Trustee’s indemnity, corporate trustees and insolvency
Appointment of receivers for trusts
R46 The new Trusts Act should:
(1) Recognise the court’s jurisdiction to appoint a receiver of a trust, which could manage the trust property, on application or on its own motion.
(2) Provide that applications for appointment of a receiver of a trust would be heard only in the High Court.
(3) Specify the grounds on which a receiver may be appointed; who may act as a receiver; the powers and duties of a receiver; priorities of those involved; a process for terminating the receivership; and provision for the receiver’s fees to be paid out of the trust property.
Statutory recognition of a receiver for trusts
16.30The High Court currently has the ability to appoint a receiver in respect of trust assets under its inherent jurisdiction. This jurisdiction is rarely exercised, although there is a recent example from the High Court in Bank of New Zealand v Rowley. In the Preferred Approach Paper we proposed that trust legislation should provide expressly for the appointment of a receiver or liquidator of trusts.
16.31Submitters were overall very supportive of including a mechanism for the appointment of a receiver for trusts in legislation. Submitters commented that this reform would make the ability to appoint a receiver more accessible and modern, to deal with a wider range of issues. In our view the jurisdiction should be confined to the High Court since it is the court that currently has the receivership jurisdiction for companies law.
16.32In order for the provision to be useful to creditors and others dealing with trusts, it will need to go beyond merely restating the availability of the court’s jurisdiction to appoint a receiver and will need to include further detail about the process. The recommendation has been expanded to specify the main elements of the scheme that submitters agreed will need to be included in legislation. At the same time, the flexibility of the jurisdiction is preserved so that the court can make orders that are appropriate to the particular case.
16.33The New Zealand Law Society submitted that the provision should limit the range of applicants to creditors, in the same manner as for other entities, rather than an open-ended scope for other parties to apply. However, the jurisdiction to appoint a receiver is broader than that for companies. It may be used when there is a risk to the trust property or there is a problem with a trustee or trustees, especially on a temporary basis. Accordingly it could be useful to permit applications by a trustee or beneficiary rather than confining it only to creditors.

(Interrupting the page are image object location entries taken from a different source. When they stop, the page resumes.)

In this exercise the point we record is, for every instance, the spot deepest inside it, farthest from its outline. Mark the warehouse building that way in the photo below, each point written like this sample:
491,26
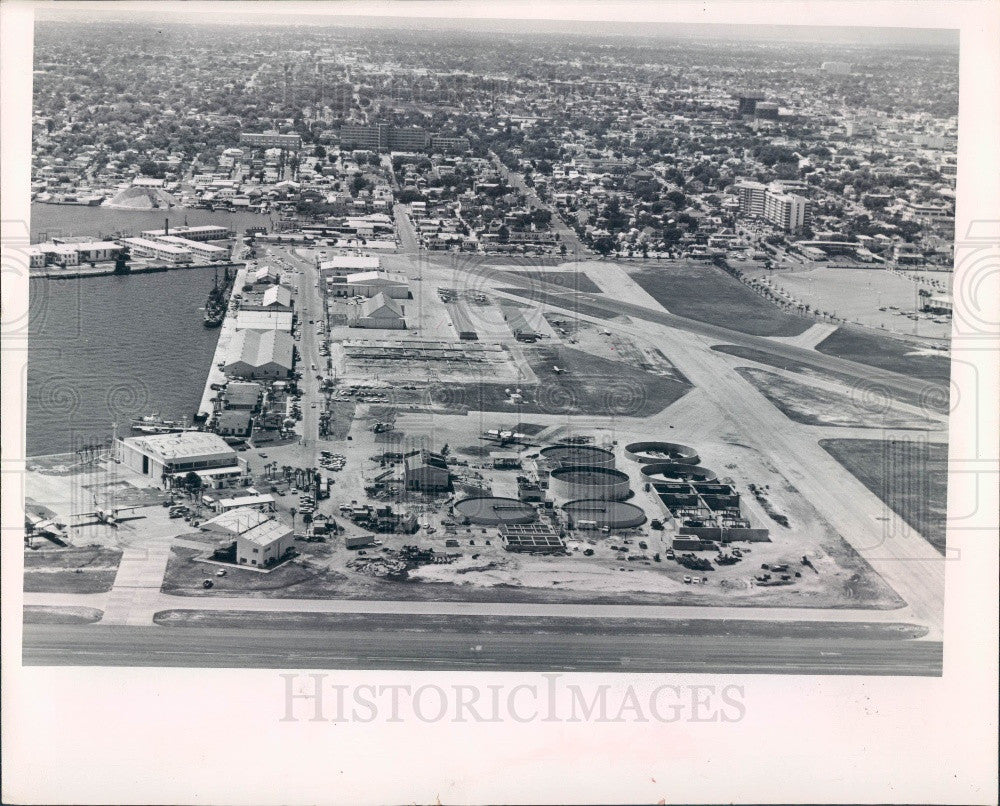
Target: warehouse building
379,312
264,545
264,320
426,471
368,284
160,455
259,354
154,250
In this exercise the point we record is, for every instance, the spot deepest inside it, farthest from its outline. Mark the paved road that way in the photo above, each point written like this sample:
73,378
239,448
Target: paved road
94,645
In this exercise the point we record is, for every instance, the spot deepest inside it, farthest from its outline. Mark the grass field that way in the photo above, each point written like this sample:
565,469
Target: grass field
705,293
933,403
521,624
70,570
573,280
559,300
589,385
42,614
885,352
910,477
811,405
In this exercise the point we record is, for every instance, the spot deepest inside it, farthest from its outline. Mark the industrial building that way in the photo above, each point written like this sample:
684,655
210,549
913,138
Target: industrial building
264,320
349,264
379,312
160,455
368,284
493,511
206,232
206,251
264,545
575,482
258,354
598,514
155,250
569,455
426,471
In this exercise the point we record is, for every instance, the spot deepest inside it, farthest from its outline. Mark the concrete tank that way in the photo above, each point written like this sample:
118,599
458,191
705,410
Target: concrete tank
610,514
674,471
605,483
577,456
491,511
661,452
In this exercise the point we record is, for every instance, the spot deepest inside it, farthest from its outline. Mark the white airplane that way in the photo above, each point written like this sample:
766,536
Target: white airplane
37,526
111,517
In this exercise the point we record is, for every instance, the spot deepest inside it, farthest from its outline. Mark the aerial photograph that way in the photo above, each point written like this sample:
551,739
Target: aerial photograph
396,344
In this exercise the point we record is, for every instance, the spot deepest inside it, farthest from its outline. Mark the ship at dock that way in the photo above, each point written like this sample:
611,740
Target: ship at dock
154,424
218,299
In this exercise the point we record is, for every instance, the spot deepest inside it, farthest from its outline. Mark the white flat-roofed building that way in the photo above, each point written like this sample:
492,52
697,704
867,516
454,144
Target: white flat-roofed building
258,354
261,501
207,232
235,521
264,545
97,251
370,283
143,247
277,297
203,250
349,264
263,320
158,455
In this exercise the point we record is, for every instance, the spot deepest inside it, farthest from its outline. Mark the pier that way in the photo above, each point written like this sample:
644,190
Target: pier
226,334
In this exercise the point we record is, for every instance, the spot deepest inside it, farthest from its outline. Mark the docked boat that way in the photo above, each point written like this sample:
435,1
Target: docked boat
154,424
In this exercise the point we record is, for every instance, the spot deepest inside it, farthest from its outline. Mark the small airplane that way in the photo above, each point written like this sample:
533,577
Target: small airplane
111,517
37,526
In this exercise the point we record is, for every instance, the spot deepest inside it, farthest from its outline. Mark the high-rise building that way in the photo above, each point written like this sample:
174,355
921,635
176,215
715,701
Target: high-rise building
751,196
786,210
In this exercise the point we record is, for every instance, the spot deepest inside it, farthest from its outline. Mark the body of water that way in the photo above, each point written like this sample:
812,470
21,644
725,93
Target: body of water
105,349
55,220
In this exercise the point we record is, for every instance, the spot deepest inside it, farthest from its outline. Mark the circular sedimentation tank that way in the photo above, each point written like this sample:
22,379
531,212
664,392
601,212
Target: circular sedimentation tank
491,511
577,456
674,471
647,453
576,482
606,514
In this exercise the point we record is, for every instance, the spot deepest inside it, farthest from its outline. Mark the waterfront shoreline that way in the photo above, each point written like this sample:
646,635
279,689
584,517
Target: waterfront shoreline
102,271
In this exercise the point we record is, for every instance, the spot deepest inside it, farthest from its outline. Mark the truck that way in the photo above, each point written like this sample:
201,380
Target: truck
358,541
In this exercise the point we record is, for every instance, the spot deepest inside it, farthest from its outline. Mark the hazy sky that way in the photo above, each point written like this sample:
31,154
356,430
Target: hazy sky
502,18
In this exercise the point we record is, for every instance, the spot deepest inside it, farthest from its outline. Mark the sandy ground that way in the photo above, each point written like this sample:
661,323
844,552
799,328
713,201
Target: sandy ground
857,295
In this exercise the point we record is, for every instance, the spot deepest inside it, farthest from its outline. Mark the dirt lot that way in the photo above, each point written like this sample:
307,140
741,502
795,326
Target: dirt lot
705,293
909,477
812,405
70,570
588,385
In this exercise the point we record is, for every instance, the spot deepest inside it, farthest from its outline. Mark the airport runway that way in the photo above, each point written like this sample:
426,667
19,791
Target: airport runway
558,297
362,648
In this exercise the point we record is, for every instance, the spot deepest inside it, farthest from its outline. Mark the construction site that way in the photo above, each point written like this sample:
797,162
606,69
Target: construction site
459,439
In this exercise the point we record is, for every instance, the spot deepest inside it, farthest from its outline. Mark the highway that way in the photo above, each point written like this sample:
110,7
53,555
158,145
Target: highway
467,650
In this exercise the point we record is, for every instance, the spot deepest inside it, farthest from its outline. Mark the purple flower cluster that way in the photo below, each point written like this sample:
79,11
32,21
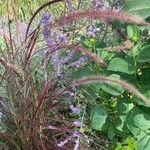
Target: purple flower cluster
79,62
100,4
74,109
53,41
69,6
91,32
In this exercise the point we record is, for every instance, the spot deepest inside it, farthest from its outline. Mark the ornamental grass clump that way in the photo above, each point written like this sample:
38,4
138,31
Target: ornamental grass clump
43,105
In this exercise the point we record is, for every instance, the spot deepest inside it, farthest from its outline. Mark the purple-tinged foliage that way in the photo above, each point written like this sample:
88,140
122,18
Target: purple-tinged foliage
62,143
62,39
100,4
69,6
77,123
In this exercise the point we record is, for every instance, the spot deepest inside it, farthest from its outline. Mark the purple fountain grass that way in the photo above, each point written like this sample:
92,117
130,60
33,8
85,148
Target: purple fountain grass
104,15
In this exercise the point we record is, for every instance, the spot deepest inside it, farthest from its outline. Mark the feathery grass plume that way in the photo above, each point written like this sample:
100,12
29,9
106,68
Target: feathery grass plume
104,79
121,48
91,55
104,15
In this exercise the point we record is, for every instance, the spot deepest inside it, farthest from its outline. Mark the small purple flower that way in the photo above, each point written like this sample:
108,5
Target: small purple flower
74,109
62,143
58,70
69,5
62,39
76,146
91,32
76,134
1,114
79,62
67,58
77,123
45,19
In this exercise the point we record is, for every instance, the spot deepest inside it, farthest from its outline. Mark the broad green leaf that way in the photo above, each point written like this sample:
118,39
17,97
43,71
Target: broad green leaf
111,132
123,107
113,89
138,7
144,55
146,93
98,117
121,65
119,122
144,143
141,119
130,124
133,32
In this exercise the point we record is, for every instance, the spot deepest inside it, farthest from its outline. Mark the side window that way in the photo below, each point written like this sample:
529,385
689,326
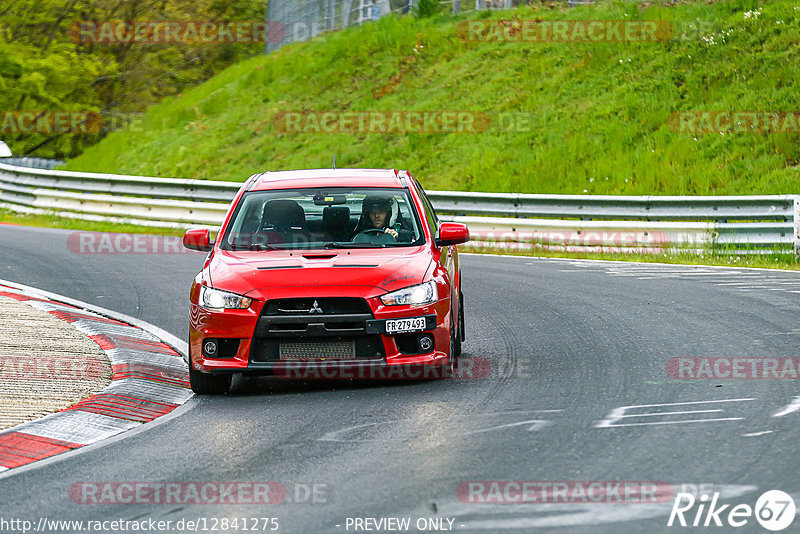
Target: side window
430,214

16.34The Preferred Approach Paper also included a proposal to appoint a liquidator to liquidate the trust property. Submitters were divided over whether the legislation should include the ability to appoint a liquidator. Some submitters were in favour. Others opposed it on the basis that it was not appropriate to have a liquidator for trusts as a trust was not a legal person. One submitter considered that neither should be applicable to a trustee of a retail fund. There may also be a need for a statutory regime dealing with set-off under netting arrangements entered into by trusts. The Commission acknowledges that providing for a liquidator of trusts raises some complex conceptual and practical issues. In our view liquidation issues are better dealt with in a more comprehensive review of corporations as trustees, rather than in this general review. We intend, therefore, to revisit this issue in the corporate trustee review.
Application to existing trustsTop
16.35The recommended provision will enable applications to be made under it from the commencement of the Trusts Act.